Mac Dougal et al26 compared PCO patients to a control group. They found a significantly higher serum estradiol level on the day of hCG administration (5940 vs 4370 nmol), more follicles developed and more oocytes were produced in the PCO group, despite PCO patients receiving significantly less hMG. But fertilisation rate was reduced in the PCO patient. There were no significant differences in cleavage rates and PR/ET was 25.4% in the PCO group and 23% in the control. Multiple pregnancies were higher in PCO groups.
In these studies a high incidence of OHSS (10.5% - 46.7%) was seen in the PCO group, probably caused by the LH factor.

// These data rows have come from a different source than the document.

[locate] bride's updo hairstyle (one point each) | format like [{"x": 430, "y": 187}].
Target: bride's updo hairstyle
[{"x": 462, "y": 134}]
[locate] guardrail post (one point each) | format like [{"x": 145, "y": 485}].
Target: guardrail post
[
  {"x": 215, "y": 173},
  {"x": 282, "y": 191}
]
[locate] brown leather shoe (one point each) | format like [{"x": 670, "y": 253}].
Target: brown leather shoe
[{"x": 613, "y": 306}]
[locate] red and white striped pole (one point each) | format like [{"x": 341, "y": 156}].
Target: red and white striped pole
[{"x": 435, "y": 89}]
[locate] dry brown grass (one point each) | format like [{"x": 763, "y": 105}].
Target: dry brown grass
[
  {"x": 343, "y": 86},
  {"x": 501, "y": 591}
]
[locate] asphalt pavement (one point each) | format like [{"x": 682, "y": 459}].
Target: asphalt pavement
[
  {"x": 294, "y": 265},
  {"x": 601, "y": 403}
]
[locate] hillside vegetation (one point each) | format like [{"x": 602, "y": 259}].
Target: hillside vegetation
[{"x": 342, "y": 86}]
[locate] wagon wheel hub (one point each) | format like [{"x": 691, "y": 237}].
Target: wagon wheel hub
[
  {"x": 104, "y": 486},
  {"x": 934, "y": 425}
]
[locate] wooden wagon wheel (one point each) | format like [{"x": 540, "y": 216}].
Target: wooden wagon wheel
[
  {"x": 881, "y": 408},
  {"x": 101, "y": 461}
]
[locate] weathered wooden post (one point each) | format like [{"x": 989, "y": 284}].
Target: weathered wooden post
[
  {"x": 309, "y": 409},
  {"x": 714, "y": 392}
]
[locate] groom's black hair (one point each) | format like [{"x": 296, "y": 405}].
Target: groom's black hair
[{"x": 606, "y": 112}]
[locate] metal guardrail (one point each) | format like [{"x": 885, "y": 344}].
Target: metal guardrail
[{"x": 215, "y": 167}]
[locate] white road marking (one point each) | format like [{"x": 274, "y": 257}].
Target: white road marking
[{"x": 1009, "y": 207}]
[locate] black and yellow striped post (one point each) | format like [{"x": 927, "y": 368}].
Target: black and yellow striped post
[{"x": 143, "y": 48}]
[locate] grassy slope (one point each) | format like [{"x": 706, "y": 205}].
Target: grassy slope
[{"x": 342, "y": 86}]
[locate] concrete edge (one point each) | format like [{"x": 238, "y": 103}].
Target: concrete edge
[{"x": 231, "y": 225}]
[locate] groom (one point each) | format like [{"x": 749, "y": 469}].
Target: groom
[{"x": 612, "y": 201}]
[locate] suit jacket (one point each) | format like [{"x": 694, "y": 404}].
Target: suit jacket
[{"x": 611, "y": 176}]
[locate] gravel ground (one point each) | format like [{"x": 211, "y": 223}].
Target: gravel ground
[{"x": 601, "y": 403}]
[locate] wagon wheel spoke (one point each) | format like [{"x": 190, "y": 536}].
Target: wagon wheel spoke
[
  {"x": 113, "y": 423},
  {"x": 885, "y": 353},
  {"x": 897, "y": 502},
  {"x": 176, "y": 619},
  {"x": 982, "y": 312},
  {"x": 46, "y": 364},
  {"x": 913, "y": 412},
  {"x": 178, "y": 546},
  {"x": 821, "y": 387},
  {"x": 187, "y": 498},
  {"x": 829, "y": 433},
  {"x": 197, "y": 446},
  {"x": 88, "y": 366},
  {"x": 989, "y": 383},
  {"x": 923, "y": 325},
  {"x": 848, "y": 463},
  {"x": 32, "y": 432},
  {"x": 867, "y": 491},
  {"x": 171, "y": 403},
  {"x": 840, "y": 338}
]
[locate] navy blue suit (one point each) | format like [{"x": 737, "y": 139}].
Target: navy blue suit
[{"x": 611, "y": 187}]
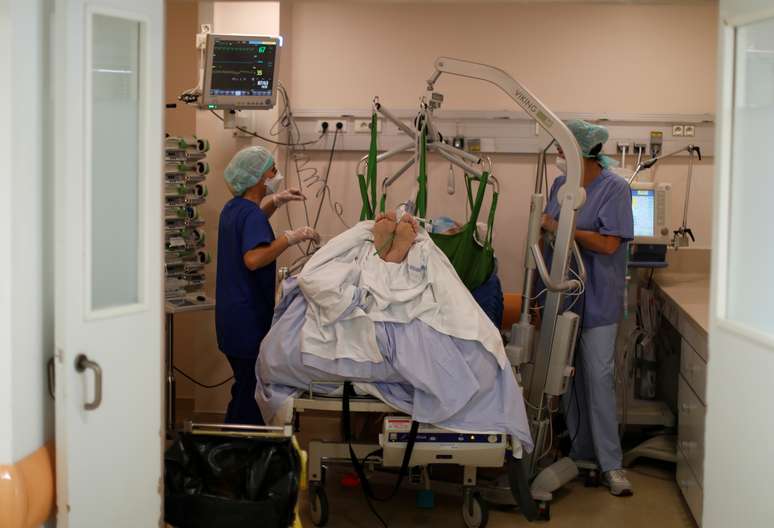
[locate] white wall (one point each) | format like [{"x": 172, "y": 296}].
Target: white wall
[
  {"x": 26, "y": 300},
  {"x": 6, "y": 413},
  {"x": 739, "y": 454}
]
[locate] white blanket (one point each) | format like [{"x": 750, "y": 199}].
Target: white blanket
[{"x": 349, "y": 287}]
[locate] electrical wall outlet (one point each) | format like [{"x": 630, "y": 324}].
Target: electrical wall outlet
[{"x": 363, "y": 126}]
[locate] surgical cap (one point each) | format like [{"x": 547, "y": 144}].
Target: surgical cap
[
  {"x": 246, "y": 168},
  {"x": 591, "y": 138}
]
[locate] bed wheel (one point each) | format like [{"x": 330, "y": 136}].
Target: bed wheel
[
  {"x": 474, "y": 511},
  {"x": 544, "y": 511},
  {"x": 318, "y": 505},
  {"x": 593, "y": 479}
]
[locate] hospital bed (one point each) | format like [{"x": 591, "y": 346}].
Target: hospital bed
[
  {"x": 545, "y": 359},
  {"x": 434, "y": 445}
]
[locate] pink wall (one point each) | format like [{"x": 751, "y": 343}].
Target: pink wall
[
  {"x": 606, "y": 58},
  {"x": 589, "y": 58}
]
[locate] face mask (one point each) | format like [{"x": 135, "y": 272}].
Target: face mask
[
  {"x": 561, "y": 164},
  {"x": 274, "y": 184}
]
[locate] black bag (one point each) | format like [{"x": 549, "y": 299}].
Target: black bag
[{"x": 216, "y": 481}]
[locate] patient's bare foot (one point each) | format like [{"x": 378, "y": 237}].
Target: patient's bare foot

Trials in PCO patients undergoing IVF receiving rFSH treatment is seldom reported. Van Dessel et al27 in 1991 reported the first successful pregnancy after induction of ovulation with rFSH in PCO. A PCO woman, 27 years old, with infertility was participating in this study. Her LH serum was high, with a LH/FSH ratio 5.8. She was CC-resistant and had already used hMG-GnRH agonist but no pregnancy was achieved. 75 IU rFSH IM/d was administered on day 3 to 13 and one dominant follicle was found (18 mm). Ovulation was induced with hCG. Serum estradiol maximum on 18 mm follicles was 660 pmol/ l while serum progesterone concentration was 28 nmol/l after 8 days following hCG administration. No luteal support was provided. Pregnancy progressed without problem and a healthy 4600 g boy was born.
This case report showed the usefulness of rFSH in PCO. rFSH may not contain LH, but high LH concentration is associated with low conception and high miscarriage rates. It is assumed that in this case report, patient LH concentration was normal because we know gonadotropin preparation with low LH content have failed to show consistently improved results when used for PCO patients and not all of PCO women exhibit elevated LH concentration.
Recombinant FSH is a new alternative for induction of ovulation for in vitro fertilisation technique. By using this regimen, physicians can get good quality ova which may result in even better pregnancy rates. The advantages of rFSH are better isohormone profile, better pharmacokinetic formulations that will minimise differences between batches, no contaminating protein and small differences in the oligosaccharide structure.
It is thought that rFSH has also a better result in treating PCO syndrome, especially in patients that are clompihene citrate-resistant or not respond to gonadotropin and GnRH agonist regimen. But not many studies have been done so far to confirm this theory. Also, endogenous LH concentration influence the result of rFSH-treatment in PCO.
I would like to thank Prof. Campana, Chairman of the Department of Gynecology and Obstetrics of the Medical Faculty of the University of Geneva, Switzerland for a valuable chance that he has given me to study this topic. I also thank Dr. D. De Ziegler from the Department of Obstetrics and Gynecology, Hospital of Nyon, Switzerland for his attention and tutorial when I was doing this literature research.